Malthouse had two physical confrontations with journalists in his time at West Coast that would have drawn big headlines if they happened today.
He had Daryl Timms from the Herald Sun up against a wall by the throat, and in Grand Final week of 1991 he had to be pulled away from The West Australian‘s Luke Morfesse after pinning him against a wall.
Morfesse had criticised a media ban on the players that week, and compared the Eagles’ policy with the openness of Hawthorn, their Grand Final opponent.
Make no mistake, he was intimidating and you needed your wits about you.
But he has universal respect in the game, if not love.
His twitching moustache has been part of our living rooms for decades, and you just do not survive in the business without being good at it.
He is an iconic figure of the AFL. The record will sit nicely in his keeping.
Mick Malthouse’s life in football
1972-76. Games: 53 as a player
Recruited from North Ballarat, the tough, hard-working defender played three finals in his first season with the Saints. Eventually departed for Richmond halfway through the 1976 campaign after coach Allan Jeans told him his opportunities had become limited.
1976-83. Games: 121 as a player
Malthouse slotted into the Tigers’ defence seamlessly and went on to play in the club’s record-breaking flag-winning team over Collingwood in 1980. He famously missed out on the Tigers’ grand final side in 1982 after failing a searching fitness test administered by coach Francis Bourke and retired the next year.
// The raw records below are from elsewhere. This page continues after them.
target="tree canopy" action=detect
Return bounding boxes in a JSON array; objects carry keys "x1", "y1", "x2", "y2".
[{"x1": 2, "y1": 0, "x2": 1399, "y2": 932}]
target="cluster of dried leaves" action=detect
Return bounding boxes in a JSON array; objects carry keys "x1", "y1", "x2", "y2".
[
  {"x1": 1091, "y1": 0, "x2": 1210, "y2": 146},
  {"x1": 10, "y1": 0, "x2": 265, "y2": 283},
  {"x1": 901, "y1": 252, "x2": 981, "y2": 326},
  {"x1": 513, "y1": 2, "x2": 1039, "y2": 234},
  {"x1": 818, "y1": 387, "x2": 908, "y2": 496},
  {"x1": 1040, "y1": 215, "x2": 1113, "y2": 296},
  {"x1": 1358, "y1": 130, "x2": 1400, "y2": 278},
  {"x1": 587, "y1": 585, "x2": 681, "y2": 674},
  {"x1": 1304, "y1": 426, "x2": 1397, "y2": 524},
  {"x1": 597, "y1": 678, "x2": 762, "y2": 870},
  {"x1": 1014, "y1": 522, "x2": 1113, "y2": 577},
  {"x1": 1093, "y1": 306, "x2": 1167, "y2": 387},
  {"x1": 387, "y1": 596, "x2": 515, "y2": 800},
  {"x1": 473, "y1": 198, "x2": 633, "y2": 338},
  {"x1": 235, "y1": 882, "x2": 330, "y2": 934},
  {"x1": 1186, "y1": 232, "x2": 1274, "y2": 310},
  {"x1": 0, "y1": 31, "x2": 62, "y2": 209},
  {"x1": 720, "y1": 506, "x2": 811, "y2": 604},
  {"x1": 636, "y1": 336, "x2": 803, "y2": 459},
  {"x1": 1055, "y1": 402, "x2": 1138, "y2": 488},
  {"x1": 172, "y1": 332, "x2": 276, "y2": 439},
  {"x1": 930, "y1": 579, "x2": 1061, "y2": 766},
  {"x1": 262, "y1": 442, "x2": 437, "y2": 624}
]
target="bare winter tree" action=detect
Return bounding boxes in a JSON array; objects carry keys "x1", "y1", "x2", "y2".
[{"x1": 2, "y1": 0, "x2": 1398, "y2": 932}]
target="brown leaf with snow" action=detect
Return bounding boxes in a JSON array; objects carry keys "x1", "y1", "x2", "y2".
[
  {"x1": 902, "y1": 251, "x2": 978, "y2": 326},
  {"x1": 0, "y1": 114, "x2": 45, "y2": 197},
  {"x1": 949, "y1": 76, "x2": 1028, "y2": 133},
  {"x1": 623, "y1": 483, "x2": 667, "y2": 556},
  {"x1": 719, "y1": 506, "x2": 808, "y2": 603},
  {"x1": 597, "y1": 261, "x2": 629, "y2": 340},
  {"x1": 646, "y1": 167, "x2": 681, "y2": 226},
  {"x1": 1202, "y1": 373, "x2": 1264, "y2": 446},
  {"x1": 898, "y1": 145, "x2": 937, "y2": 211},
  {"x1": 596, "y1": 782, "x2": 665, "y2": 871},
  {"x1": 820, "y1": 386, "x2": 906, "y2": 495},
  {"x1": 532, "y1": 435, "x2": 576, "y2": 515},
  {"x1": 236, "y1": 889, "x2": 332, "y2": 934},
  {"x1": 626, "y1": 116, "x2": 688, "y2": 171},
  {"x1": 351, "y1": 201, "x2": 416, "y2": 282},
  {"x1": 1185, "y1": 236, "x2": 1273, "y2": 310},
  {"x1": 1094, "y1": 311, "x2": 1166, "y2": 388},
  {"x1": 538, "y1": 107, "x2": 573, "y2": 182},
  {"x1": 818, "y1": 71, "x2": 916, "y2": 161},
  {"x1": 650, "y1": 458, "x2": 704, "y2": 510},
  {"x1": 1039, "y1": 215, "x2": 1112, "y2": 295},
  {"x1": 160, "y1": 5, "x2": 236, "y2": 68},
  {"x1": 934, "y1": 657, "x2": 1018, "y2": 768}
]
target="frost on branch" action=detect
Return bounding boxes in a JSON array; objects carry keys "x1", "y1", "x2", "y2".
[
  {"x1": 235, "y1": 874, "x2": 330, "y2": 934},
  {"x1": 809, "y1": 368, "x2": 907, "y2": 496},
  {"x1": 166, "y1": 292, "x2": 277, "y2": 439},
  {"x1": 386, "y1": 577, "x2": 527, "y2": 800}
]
1984-89. Games: 135 as a coach. Won: 67 Lost: 66 Drawn: 2
Quickly made the transition from playing to coaching at the age of 30. Guided the Bulldogs to one finals campaign, in 1985, and established a reputation as a hard-nosed authoritarian.
1990-99. Games: 243 as a coach. Won: 156 Lost: 85 Drawn: 2
Malthouse became the Eagles’ third coach in the fledgling club’s fourth season in the competition. He left a strong legacy, with West Coast winning two flags and making the finals in every season he was in charge.
2000-11. Games: 286 as a coach. Won: 163 Lost: 121 Drawn: 2
Took over from Tony Shaw, who was sacked after the Pies slumped to the wooden spoon in 1999. Guided Collingwood to two grand finals early in his tenure, with the team becoming regular finals participants before breaking through to win the 2010 flag in the grand final replay against St Kilda.
2013-present. Games as a coach: 50 Won: 20 Lost: 29 Drawn: 1
After a year in the media, Malthouse replaced Brett Ratten, who was sacked by the Blues after five full seasons in charge. He took Carlton to the finals in his first season, but the Blues managed just seven wins last year.